The Levenberg Marquardt Algorithm
Algorithm Description
The Levenberg-Marquardt(LM) method consists of an iterative least-squares minimization of a function based on a modification of the Newton method. It’s a super-intuitive algorithm and a generic implementation can be very quickly coded up. I state the problem formally before defining the algorithm. We’ll use finite differences to approximate the first and second-order derivatives of the function.

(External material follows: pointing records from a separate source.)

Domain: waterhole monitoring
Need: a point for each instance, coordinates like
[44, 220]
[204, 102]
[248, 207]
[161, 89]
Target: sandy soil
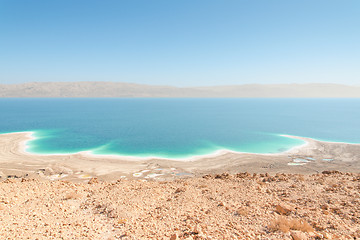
[241, 206]
[306, 159]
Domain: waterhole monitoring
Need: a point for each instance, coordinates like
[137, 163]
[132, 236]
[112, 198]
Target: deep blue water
[178, 128]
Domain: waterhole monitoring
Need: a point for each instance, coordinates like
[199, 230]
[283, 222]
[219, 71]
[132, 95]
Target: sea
[177, 128]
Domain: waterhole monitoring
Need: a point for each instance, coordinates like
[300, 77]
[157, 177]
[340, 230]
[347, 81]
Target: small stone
[297, 235]
[174, 237]
[93, 180]
[284, 209]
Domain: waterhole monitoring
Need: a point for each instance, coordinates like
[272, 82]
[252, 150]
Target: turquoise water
[178, 128]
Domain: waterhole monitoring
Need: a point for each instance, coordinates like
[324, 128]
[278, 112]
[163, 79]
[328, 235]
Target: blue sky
[180, 43]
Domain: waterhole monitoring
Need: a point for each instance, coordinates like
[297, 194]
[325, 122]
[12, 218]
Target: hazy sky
[181, 43]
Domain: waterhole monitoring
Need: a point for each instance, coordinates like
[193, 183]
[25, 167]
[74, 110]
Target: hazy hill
[117, 89]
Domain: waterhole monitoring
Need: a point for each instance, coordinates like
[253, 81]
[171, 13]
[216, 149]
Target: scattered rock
[284, 209]
[297, 235]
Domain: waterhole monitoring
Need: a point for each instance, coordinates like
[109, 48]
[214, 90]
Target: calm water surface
[177, 128]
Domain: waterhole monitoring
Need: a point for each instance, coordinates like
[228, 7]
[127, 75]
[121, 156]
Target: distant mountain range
[117, 89]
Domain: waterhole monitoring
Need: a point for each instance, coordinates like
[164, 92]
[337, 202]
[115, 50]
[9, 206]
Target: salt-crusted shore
[57, 196]
[311, 157]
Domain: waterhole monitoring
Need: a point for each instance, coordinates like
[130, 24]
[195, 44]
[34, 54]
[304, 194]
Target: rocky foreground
[240, 206]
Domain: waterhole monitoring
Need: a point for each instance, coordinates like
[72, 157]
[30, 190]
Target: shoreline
[311, 157]
[216, 153]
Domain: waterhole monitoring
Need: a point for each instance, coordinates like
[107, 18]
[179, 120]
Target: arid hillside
[223, 206]
[118, 89]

Let \(\mathbf{x}\in\mathbf{R}^n\) be the parameter vector to be optimized. We want to find the optimal \(\mathbf{x}^*\) that minimizes the scalar error function:
\[ \begin{align*} F(\mathbf{x}) = \frac{1}{2}||\mathbf{r}(\mathbf{x})||^2 = \frac{1}{2}\mathbf{r}(\mathbf{x})^T \mathbf{r}(\mathbf{x}) \end{align*} \]
The residual error function \(\mathbf{r}:\mathbf{R}^n \to \mathbf{R}^m\) may sometimes include a comparison to reference or observed data. A very simple linear example would \(\mathbf{r}(\mathbf{x}) = \mathbf{b} - \mathbf{Ax}\). However, in the following, I assume that \(\mathbf{r}(\cdot)\) is any vector-valued function:
\[ \begin{align*} \mathbf{r}(\mathbf{x}) = (r_1(\mathbf{x}),f_2(\mathbf{x}),\ldots,r_m(\mathbf{x})) \end{align*} \]

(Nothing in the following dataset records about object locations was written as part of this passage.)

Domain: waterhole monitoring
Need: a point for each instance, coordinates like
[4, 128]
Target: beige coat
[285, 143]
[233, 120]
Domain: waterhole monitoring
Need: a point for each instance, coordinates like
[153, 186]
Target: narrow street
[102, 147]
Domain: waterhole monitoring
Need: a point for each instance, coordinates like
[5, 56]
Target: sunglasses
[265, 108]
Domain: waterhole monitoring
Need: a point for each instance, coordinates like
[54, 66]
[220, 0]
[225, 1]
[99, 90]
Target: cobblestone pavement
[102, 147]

We can define the Jacobian of the residual error functions as \(m \times n\) matrix with entries :
\[ \mathbf{J}_{ij}(\mathbf{x}) = \frac{\partial r_i}{\partial x_j}(\mathbf{x}) \]
We can also define the Hessian of the residual error functions as the \(n \times n\) matrix with entries :
\[ \begin{align*} \mathbf{H}_{ij}(\mathbf{x}) = \frac{\partial^2 r_i}{\partial x_i \partial x_j} (\mathbf{x}) \end{align*} \]

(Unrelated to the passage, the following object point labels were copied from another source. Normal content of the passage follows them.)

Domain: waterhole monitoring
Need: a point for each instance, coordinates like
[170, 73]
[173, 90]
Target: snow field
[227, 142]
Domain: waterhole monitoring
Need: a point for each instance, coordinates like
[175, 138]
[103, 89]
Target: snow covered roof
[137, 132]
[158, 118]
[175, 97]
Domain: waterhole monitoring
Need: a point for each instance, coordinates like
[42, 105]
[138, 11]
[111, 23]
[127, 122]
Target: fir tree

The gradient of the scalar-valued function \(F\), by the \(uv\) product rule is:
\[ \begin{align*} \nabla F(\mathbf{x}) = D\mathbf{r}(\mathbf{x}) \mathbf{r}(\mathbf{x}) = \mathbf{J}(\mathbf{x})\cdot \mathbf{r}(\mathbf{x}) \end{align*} \]
The Hessian of the function \(F\) is:
\[ \begin{align*} \nabla^2 F(\mathbf{x}) &= D\left\{\sum_{j=1}^{m} \nabla r_j(\mathbf{x}) \cdot r_j(\mathbf{x})\right\}\\ &= \sum_{j=1}^m \nabla^2 r_j(\mathbf{x}) r_j(\mathbf{x}) + (\nabla r_j(\mathbf{x}))^2 \end{align*} \]
If the derivatives \(\nabla^2 r_j(\mathbf{x})\) are small, they can be dropped and the Hessian in this case simply becomes:
\[ \nabla^2 F(\mathbf{x}) = \nabla r(\mathbf{x})^T \nabla(r(\mathbf{x})) = \mathbf{J}(\mathbf{x})^T \cdot \mathbf{J}(\mathbf{x}) \]
Then, the LM method minimizes the following \(2\)nd-order Taylor’s expansion of the actual error function:
\[ F(\mathbf{x}^{(k)} + \mathbf{h}) - F(\mathbf{x}^{(k)}) = \mathbf{h} \nabla F(\mathbf{x}^{(k)}) + \frac{1}{2}\mathbf{h}^T \nabla^2 F(\mathbf{x}^{(k)}) \mathbf{h} \tag{1}\]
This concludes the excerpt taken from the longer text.